Free Speech: Posted and Spoken
Free speech is cool. Free speech with a beret is fashionable. Blasting residential homes with hours of amplified free speech is harassment.
Documenting a community’s quest for the right to peace and quiet near H Street Northeast in Washington, D.C.
“When you move into D.C., everyone has to expect some protest at some time, within certain reasonable hours and limits. I don’t believe David and his cohorts would be attacking us for so many reasons other than the sound device. Now the Big Guys have joined in because they want to see H Street changed.”

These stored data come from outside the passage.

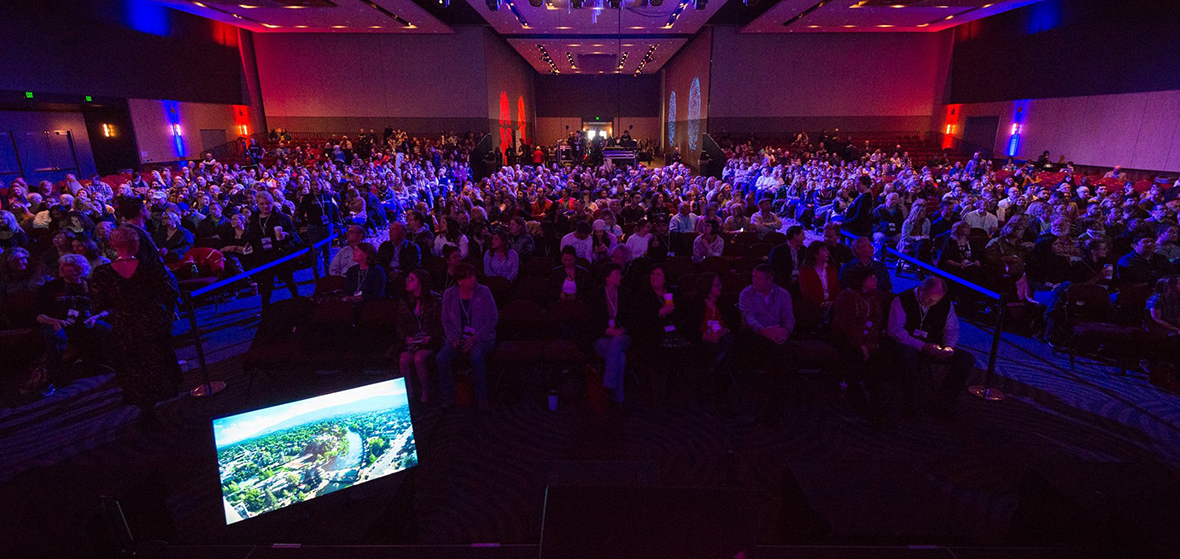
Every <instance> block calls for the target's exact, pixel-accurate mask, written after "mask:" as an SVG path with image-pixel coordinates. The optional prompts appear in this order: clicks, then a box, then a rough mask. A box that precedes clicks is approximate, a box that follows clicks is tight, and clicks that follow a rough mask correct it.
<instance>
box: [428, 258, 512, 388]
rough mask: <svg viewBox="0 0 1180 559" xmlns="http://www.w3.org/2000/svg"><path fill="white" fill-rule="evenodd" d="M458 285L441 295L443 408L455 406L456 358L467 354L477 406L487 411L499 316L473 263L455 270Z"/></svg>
mask: <svg viewBox="0 0 1180 559" xmlns="http://www.w3.org/2000/svg"><path fill="white" fill-rule="evenodd" d="M454 278H455V285H454V287H453V288H448V289H447V290H446V291H445V292H444V294H442V331H444V336H445V340H444V341H442V349H440V350H439V355H438V366H439V392H441V393H442V407H445V408H450V407H451V406H452V405H453V403H454V369H453V363H454V360H455V357H459V356H460V355H466V356H468V357H470V360H471V375H472V380H473V381H474V384H476V405H477V407H478V408H479V409H480V410H486V409H487V408H489V405H487V355H489V354H491V353H492V348H493V347H494V346H496V323H497V322H498V321H499V313H498V311H497V310H496V301H494V300H493V298H492V291H491V290H490V289H487V288H486V287H484V285H480V284H479V283H478V282H477V281H476V269H474V267H472V265H471V264H467V263H463V264H459V267H458V269H457V270H455V271H454Z"/></svg>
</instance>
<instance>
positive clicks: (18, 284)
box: [0, 246, 51, 302]
mask: <svg viewBox="0 0 1180 559" xmlns="http://www.w3.org/2000/svg"><path fill="white" fill-rule="evenodd" d="M50 279H51V276H50V270H48V268H46V267H45V265H44V264H41V263H40V262H38V261H30V259H28V251H27V250H25V249H21V248H20V246H17V248H13V249H8V250H6V251H4V252H2V254H0V302H2V301H5V300H6V298H7V297H12V296H15V295H20V294H28V292H34V291H37V290H38V289H40V287H41V285H44V284H45V282H48V281H50Z"/></svg>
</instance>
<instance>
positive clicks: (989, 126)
mask: <svg viewBox="0 0 1180 559" xmlns="http://www.w3.org/2000/svg"><path fill="white" fill-rule="evenodd" d="M998 132H999V117H968V119H966V121H965V123H963V145H962V146H961V149H959V151H962V152H963V153H965V154H968V156H970V154H972V153H974V152H976V151H979V152H983V157H984V158H991V157H992V152H994V151H995V149H996V134H997V133H998Z"/></svg>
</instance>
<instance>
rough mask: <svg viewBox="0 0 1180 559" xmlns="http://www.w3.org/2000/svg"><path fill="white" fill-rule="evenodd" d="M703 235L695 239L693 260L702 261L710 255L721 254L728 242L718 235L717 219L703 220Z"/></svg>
mask: <svg viewBox="0 0 1180 559" xmlns="http://www.w3.org/2000/svg"><path fill="white" fill-rule="evenodd" d="M700 226H701V235H699V236H697V237H696V238H695V239H693V262H701V261H703V259H704V258H708V257H710V256H721V252H722V250H725V248H726V242H725V239H723V238H721V236H720V235H717V229H719V226H717V221H716V219H702V221H701V225H700Z"/></svg>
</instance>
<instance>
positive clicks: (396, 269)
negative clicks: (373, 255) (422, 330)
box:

Currently, members of the Israelite Church of God and Jesus Christ, Inc. gather on Saturdays at the corner of Eighth and H Streets, NE to exercise their right of free speech. This group often uses an amplifier to deliver their religious message. The use of the amplifier projects the sound to the surrounding streets in all directions disturbing the peace, order and quiet of our neighborhood. Please see attached article that recently appeared in the Voice of the Hill newspaper.
We have no objection to the group or their religious speech. Our objection is the use of the powered amplifier. Over the last year, we have been working with the residents, Metropolitan Police Department, Department of Consumer and Regulatory Affairs and the Office of the Attorney General to try to resolve this issue. We appear to be at a bureaucratic / legislative stand-off--the agencies state they can not act due to the law and the Council has yet to consider modifying the noise ordinance. In the meantime, the residents continue to suffer.
In close, we are appealing to the Council sense of propriety to adopt an amendment by March 31, 2006, to solve this problem. The continued silence of Council perpetuates the bureaucratic vacuum of indecision that denies residents the peace and quiet they are entitled to in a residential community.
In light of this article, what's the next step?
Why is the City Council stalled on this issue?
Will the Office of Attorney General take another look at the law?
Does the city need to clarify the statute?
If the law is unclear, can an injunction be issued to stop the use of the amplifier until the issue is resolved?